To: Vector1 who wrote (7289)12/13/1999 1:45:00 AM
From: Bob L  Read Replies (1) | Respond to of 9719
 
<CLTR has been a dog this year because management blew the BLA filing not because Bex isn't a major advancement in NHL. >
But IDPH also did much better after Rit reached the market than many of us thought it would. Even if the Bex BLA were on track, IDPH would still be looking pretty good right now, I think.



To: Vector1 who wrote (7289)12/13/1999 11:40:00 AM
From: Biomaven  Read Replies (1) | Respond to of 9719
 
V1, biowa, etc:

Just to clarify a couple of points:

I'm not saying my buying and holding PCYC was a mistake - it's done very nicely this last year. My mistake was not also buying QLTI.

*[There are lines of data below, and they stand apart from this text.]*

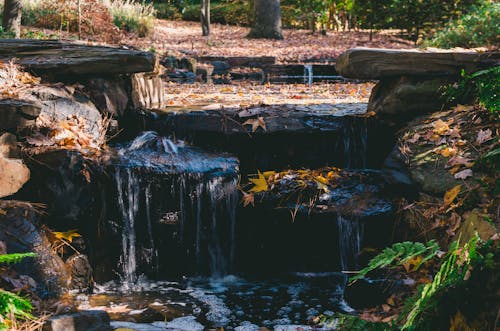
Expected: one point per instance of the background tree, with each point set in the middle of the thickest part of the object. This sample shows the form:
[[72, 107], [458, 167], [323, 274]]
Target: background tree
[[205, 17], [12, 17], [267, 20]]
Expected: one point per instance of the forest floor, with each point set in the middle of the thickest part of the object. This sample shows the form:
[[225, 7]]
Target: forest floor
[[181, 38]]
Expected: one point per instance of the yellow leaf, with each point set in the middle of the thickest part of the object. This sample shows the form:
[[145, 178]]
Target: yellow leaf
[[322, 187], [68, 235], [248, 199], [256, 123], [322, 180], [450, 195], [268, 174], [448, 151], [260, 183]]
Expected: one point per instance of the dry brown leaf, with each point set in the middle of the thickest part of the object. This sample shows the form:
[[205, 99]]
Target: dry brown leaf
[[463, 174], [483, 136], [248, 199], [451, 194], [256, 123]]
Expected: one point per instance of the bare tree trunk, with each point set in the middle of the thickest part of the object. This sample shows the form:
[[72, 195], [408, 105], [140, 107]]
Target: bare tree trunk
[[205, 17], [12, 17], [267, 20]]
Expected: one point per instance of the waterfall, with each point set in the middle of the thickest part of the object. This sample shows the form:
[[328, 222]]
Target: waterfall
[[350, 237], [128, 202], [308, 74], [174, 203], [354, 142]]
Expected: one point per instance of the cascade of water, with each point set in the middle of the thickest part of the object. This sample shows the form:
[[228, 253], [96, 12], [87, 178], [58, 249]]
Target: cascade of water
[[128, 202], [350, 237], [355, 135], [308, 74]]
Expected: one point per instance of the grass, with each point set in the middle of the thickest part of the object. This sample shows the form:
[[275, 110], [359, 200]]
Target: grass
[[132, 16]]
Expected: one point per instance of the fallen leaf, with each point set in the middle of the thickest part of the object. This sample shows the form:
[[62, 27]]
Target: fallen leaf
[[248, 199], [451, 194], [463, 174], [260, 183], [483, 136], [256, 123], [68, 235]]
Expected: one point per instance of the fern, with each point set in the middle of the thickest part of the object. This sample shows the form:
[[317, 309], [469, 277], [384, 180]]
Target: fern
[[451, 273], [13, 306], [399, 254], [15, 257]]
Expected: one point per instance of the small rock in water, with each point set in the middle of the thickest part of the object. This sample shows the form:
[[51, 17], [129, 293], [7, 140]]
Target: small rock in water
[[187, 323], [247, 326]]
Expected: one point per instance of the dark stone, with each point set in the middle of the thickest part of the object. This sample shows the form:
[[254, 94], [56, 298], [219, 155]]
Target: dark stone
[[85, 320], [20, 233], [398, 100], [372, 63], [16, 115], [220, 67], [110, 95], [81, 272], [63, 59]]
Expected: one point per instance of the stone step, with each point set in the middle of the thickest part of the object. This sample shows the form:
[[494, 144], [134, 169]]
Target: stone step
[[372, 63]]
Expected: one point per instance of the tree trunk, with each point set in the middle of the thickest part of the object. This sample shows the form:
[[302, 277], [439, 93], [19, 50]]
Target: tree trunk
[[267, 20], [12, 17], [205, 17]]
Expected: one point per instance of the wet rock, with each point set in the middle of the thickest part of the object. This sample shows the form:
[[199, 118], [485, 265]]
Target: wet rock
[[67, 60], [395, 170], [14, 175], [9, 147], [366, 63], [397, 100], [147, 91], [16, 114], [110, 95], [64, 108], [92, 320], [182, 323], [473, 223], [14, 172], [81, 272], [20, 233]]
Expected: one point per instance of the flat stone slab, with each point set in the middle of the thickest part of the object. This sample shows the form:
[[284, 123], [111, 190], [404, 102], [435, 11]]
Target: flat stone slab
[[273, 118], [373, 63], [63, 58]]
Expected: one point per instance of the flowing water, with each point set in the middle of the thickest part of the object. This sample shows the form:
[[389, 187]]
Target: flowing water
[[177, 221]]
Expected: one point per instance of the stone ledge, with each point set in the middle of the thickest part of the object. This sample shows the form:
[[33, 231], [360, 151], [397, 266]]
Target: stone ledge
[[374, 63]]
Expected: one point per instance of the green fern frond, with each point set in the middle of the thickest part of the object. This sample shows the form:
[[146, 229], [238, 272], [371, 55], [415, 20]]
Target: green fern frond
[[15, 257], [399, 254]]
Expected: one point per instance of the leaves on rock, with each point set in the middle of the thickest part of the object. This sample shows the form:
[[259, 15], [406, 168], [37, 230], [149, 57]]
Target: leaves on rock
[[256, 123], [463, 174], [260, 183], [451, 194]]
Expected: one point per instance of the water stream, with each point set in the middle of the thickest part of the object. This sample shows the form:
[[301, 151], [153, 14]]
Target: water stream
[[177, 223]]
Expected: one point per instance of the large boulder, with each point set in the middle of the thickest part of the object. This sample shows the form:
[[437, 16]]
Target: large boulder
[[63, 59], [397, 100], [372, 63], [16, 115], [14, 173], [20, 233]]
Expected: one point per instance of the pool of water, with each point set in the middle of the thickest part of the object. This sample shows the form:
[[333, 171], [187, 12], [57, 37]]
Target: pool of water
[[230, 302]]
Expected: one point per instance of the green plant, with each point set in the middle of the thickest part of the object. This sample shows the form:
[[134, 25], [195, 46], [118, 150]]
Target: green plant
[[13, 306], [400, 254], [482, 87], [480, 27]]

My CELG example was just meant to illustrate the different time scales involved here:

1. There's daytrader time - people see "cancer" and a news release and buy and sell the pop. Essentially irrelevant to most of us.

2. There's SI time - smart people here can see a study and conclude that the drug will in the long term likely do great/terribly. That's sort of where we are now with Bex, or where we were early this year with Thal.

3. There's analyst time. Somewhere between 2. and 5. below. This of course is the significant gap from a stock-picking/timing viewpoint.

4. There's FDA time. Various studies have attempted to show that the "right" time (from a risk adjusted perspective) to buy a stock is after Phase N, or after FDA approval or whatever. I'm not sure I've ever been convinced by any of these studies.

5. There's market acceptance time. The first two quarters after acceptance have often been a big opportunity for shorts, as sales sometimes don't live up to inflated expectations. Sometimes, of course things just go great (MEDI). Some drugs just build and build (Avonex), build and collapse (Tobi from PGNS), stagnate (Renagel - but this one is still an open question IMO), start slow and then gather strength (Xopenex). The analysts are generally much more on the ball at this stage.

Just trying to make more explicit what most biotech investors already mostly know but haven't articulated...

Also trying to learn from my mistakes - unfortunately Nederhoffer was right when he said something like: "I never make the same mistake twice. I just make one of its several thousand near relatives instead."